UPDATE. In case people think natural disasters only happened after social media was invented here is a handy list supplied by an anonymous troll in the comments.
This from 1804. Where you see ‘f’ read ‘s’.
Roger Pielke Jr. Disasters and Climate Change, 2014, revised 2018.
This slim volume has become very relevant reading since the demands for zero emissions have spread like the bushfires that prompted them. The craven and scientifically illiterate capitulation by business leaders and captains of industry adds an alarming amount of weight to the alarmist scrum. The strident contribution from the insurance industry is especially unhelpful because Pielke had demonstrated that they have no reason to be concerned about increasing risks, apart from the risks that arise from human stupidity and irresponsibility – the failure to take precautions to protect lives and property.
The book is fairly cheap overseas but it does not appear to be available locally. Please advise if it is.
Pielke has two equally important stories, one about the science and the other about the politics. We are lucky that he mastered one and has the backbone to survive the other to tell the tale.
The central message is that there is no substance to the claim that climate change has caused the cost of damage from weather events to increase.
On the science, he starts with the IPCC where he was on the inside when the relevant group wrote a background paper for the 2007 Assessment Report that dismissed the proposition that the costs of extreme weather events were increasing because of climate change. Scientists associated with the IPCC can produce credible science when they are not being manipulated and misrepresented by the insiders to maintain alarm among politicians and journalists.
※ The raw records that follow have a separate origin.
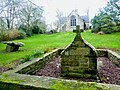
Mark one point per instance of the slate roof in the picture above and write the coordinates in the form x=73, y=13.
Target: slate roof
x=85, y=18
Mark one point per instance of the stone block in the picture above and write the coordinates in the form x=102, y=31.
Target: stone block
x=80, y=51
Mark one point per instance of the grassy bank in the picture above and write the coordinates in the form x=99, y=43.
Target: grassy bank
x=58, y=40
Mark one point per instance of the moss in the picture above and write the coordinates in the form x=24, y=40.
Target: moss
x=62, y=85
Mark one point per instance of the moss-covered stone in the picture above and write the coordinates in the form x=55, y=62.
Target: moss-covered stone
x=78, y=57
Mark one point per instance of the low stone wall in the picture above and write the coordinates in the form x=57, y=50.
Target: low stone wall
x=113, y=56
x=11, y=80
x=34, y=65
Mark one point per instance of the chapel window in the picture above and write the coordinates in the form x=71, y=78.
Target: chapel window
x=73, y=21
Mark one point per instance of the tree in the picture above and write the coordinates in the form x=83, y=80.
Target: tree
x=9, y=10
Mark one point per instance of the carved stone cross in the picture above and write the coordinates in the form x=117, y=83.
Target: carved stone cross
x=78, y=30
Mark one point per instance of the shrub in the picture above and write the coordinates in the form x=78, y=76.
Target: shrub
x=22, y=34
x=107, y=30
x=13, y=34
x=6, y=35
x=3, y=35
x=116, y=28
x=35, y=29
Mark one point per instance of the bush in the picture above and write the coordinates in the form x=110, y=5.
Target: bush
x=35, y=29
x=3, y=35
x=22, y=34
x=116, y=28
x=13, y=34
x=6, y=35
x=107, y=30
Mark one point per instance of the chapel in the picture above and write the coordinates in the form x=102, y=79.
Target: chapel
x=74, y=19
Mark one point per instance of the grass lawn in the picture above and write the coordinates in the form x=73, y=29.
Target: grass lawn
x=58, y=40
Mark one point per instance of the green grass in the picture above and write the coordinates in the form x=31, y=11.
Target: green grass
x=58, y=40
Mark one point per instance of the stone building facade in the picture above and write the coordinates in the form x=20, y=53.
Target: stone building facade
x=74, y=19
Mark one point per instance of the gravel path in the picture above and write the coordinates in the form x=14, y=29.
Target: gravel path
x=108, y=72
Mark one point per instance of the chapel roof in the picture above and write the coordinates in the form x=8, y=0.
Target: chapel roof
x=84, y=17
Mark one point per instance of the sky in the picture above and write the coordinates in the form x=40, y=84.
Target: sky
x=66, y=6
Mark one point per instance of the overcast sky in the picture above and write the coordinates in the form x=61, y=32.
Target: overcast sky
x=66, y=6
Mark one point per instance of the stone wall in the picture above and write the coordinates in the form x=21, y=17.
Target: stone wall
x=34, y=65
x=79, y=59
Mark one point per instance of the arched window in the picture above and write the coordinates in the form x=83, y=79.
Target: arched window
x=72, y=21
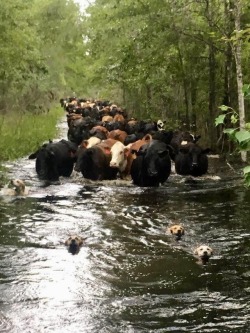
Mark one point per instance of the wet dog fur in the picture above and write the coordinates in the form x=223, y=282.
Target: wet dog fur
x=203, y=252
x=176, y=230
x=74, y=243
x=15, y=187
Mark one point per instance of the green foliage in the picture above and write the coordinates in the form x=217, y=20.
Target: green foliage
x=240, y=137
x=23, y=133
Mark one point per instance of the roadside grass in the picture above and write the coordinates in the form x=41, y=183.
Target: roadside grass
x=21, y=134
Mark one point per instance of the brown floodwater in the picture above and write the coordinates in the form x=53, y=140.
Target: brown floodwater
x=129, y=276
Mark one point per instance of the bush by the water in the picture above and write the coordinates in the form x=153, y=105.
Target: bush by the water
x=23, y=133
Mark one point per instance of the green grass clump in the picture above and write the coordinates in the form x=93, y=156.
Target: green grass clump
x=23, y=133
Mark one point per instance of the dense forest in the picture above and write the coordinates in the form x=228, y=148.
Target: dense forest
x=176, y=60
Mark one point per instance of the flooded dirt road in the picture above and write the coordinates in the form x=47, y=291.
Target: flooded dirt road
x=129, y=276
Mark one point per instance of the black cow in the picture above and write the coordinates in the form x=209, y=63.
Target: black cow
x=191, y=160
x=55, y=159
x=152, y=166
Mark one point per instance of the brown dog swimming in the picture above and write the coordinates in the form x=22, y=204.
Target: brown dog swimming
x=203, y=252
x=74, y=244
x=176, y=230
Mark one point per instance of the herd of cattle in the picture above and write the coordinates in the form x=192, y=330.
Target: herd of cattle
x=103, y=143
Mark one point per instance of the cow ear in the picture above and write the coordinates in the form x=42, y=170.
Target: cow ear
x=147, y=138
x=183, y=150
x=163, y=153
x=84, y=143
x=72, y=154
x=107, y=150
x=206, y=151
x=33, y=156
x=126, y=152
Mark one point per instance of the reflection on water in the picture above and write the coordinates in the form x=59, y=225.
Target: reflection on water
x=129, y=276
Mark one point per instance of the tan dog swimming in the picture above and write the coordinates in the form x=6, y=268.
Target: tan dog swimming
x=14, y=188
x=74, y=244
x=203, y=252
x=176, y=230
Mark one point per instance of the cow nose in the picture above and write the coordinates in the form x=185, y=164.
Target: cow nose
x=152, y=173
x=113, y=165
x=76, y=168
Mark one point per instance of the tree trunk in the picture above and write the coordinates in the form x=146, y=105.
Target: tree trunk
x=237, y=55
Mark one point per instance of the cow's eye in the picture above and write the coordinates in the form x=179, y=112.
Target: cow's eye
x=163, y=153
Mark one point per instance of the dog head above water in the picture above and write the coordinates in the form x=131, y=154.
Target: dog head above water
x=74, y=243
x=14, y=188
x=176, y=230
x=203, y=252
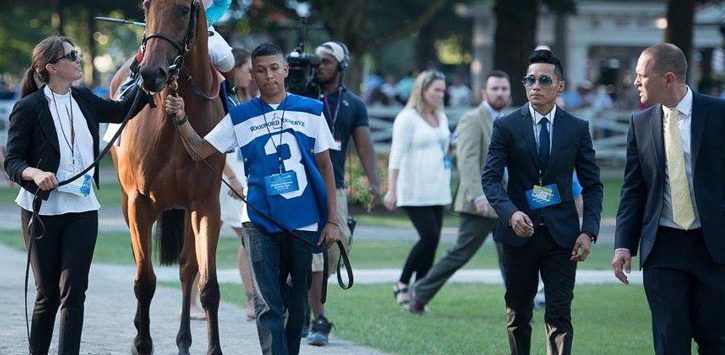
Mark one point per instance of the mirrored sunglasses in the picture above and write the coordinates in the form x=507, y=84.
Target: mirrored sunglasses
x=544, y=81
x=72, y=56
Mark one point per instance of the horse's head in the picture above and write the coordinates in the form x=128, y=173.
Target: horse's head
x=170, y=27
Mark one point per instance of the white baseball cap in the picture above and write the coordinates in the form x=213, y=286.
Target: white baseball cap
x=333, y=49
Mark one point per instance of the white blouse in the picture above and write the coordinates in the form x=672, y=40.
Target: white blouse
x=418, y=151
x=64, y=202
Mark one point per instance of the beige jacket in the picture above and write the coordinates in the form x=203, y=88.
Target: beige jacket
x=474, y=136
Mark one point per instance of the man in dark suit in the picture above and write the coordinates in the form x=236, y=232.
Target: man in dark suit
x=673, y=205
x=538, y=222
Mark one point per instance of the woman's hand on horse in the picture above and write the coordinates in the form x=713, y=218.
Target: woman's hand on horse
x=236, y=187
x=175, y=106
x=330, y=235
x=45, y=180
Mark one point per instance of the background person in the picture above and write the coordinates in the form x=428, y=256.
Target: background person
x=672, y=205
x=347, y=117
x=53, y=135
x=419, y=173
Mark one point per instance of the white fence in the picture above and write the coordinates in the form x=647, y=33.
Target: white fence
x=609, y=129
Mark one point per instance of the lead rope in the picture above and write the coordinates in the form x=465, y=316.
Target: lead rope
x=40, y=195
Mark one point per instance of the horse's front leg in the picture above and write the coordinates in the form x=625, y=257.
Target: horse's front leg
x=205, y=219
x=188, y=269
x=140, y=218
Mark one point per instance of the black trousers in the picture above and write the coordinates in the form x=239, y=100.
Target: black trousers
x=686, y=293
x=540, y=254
x=428, y=221
x=60, y=261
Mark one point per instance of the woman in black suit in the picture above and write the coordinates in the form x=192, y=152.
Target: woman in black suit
x=53, y=134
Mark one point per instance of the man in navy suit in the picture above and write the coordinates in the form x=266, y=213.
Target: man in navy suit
x=538, y=222
x=673, y=205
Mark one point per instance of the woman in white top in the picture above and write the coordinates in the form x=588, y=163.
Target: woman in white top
x=419, y=173
x=53, y=135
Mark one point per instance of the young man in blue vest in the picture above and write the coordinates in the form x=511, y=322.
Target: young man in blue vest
x=284, y=140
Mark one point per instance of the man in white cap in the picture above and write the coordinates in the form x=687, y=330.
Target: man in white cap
x=347, y=117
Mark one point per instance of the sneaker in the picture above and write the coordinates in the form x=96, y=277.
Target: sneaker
x=416, y=306
x=320, y=332
x=305, y=328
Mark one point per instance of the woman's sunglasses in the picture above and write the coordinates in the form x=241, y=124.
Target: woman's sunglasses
x=544, y=81
x=72, y=56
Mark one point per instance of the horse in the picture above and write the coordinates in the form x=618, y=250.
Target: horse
x=158, y=178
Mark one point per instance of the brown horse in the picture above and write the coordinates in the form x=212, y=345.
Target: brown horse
x=157, y=176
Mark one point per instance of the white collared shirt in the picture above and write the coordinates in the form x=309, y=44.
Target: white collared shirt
x=684, y=123
x=536, y=118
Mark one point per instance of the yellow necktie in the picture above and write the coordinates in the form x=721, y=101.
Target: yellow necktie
x=682, y=211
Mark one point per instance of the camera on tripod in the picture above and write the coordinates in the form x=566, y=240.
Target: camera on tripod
x=302, y=68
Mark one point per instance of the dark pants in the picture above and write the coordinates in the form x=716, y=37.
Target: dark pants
x=280, y=267
x=428, y=221
x=686, y=294
x=61, y=261
x=472, y=232
x=540, y=254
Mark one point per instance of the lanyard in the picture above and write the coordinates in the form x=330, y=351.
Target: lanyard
x=281, y=127
x=69, y=113
x=337, y=109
He was shocked to find that the summary report stated that weather-related costs were increasing, flatly contradicting the central message from the background paper. It also contained a very strange graph to support that conclusion. That fake summary is possibly one of the roots of the alarm in the insurance community that has been bubbling ever since and is erupting at present.
Partly due to Pielke’s efforts to expose the “mistake” in the 2007 Report the IPCC got back on track with a series of reports in 2012, 2013 and 2014. These surveyed the best available literature and stated clearly and repeatedly that there was no causal relationship between rising temperatures and disaster losses. Hardly surprising because we are talking fractions of a degree. Again, not surprisingly they identified the obvious factors – population growth, more people and wealth in vulnerable areas, rising insurance penetration.
Given the strength of these findings one might think that the issue of climate change and disasters would have become less politicized. However political battles aften prove impervious to information…It is a lesson I have well understood.
His story about the politics will come in another post. In a nutshell he was hounded out of his branch of the profession by political pressure from the highest office in the US.
One of the core chapters of the book is his account of the methods used by scientists including those in the IPCC when they are operating in the proper critical mode for detection and attribution of the factors that make a difference. Of course the attribution problem is ubiquitous, from the contribution of fertilizers to crop yields, the influence of nature and nurture on IQ and every other human attribute, the economic attribution problem and the evaluation of policies of all kinds.
The strict criteria for attributing increased losses to human induced climate change demand (1) a detectable increase in the frequency or intensity of weather events that are associated with the disasters and (2) the increase must be associated with human causes, especially greenhouse gas emissions. According to the most robust IPCC studies the claim that warming has caused more weather-related damage does not meet the two criteria. That substantially applies to projections for the future as well.
More precisely, climate model projections for changes in extreme weather events do not produce identifiable increases in disaster losses for many decades, and often much longer.
He took great care to describe the process of normalization (adjustment) of losses to take account of changing circumstances over time, especially the amount of property in vulnerable locations. It should be noted that this is all about monetary costs. The process of normalization is similar to the attribution problem because it considers the factors that contribute to the size of the loss. The other core chapter examines five major projects by different groups that worked through all the literature available on the worldwide cost of disasters in relation to climate change. Each exhaustive project came to the same conclusion. Rising costs have no relation to climate change.
The dollar value of losses will increases in rough proportion to the value of the assets involved and that keeps growing all the time regardless of the weather. The picture of losses as a proportion of the assets would be a different story – a coastal village of grass huts or a suburb of weatherboard and tin shelters would be worth next to nothing compared with a modern waterside resort but when they are blown or washed away the loss is near 100% while substantial damage to the new complex could be a fraction of the value. The loss of capital value as a % of the stock has probably declined considerable since 1900 though not as steeply as the loss of human life.
In conclusion there is no reason to assert that insurance risks are increasing due to climate change. There will be more risks as more people build more expensive properties in places that are susceptible to storms, fires floods, especially if the bleeding obvious precautions and warning systems are neglected.
Lately Roger Pielke has moved on from climate studies to address a range of different topics including the governance of sport.
The book is in a series titled The Rightful Place of Science produced by the Consortium for Science, Policy and Outcomes at Arizona State University.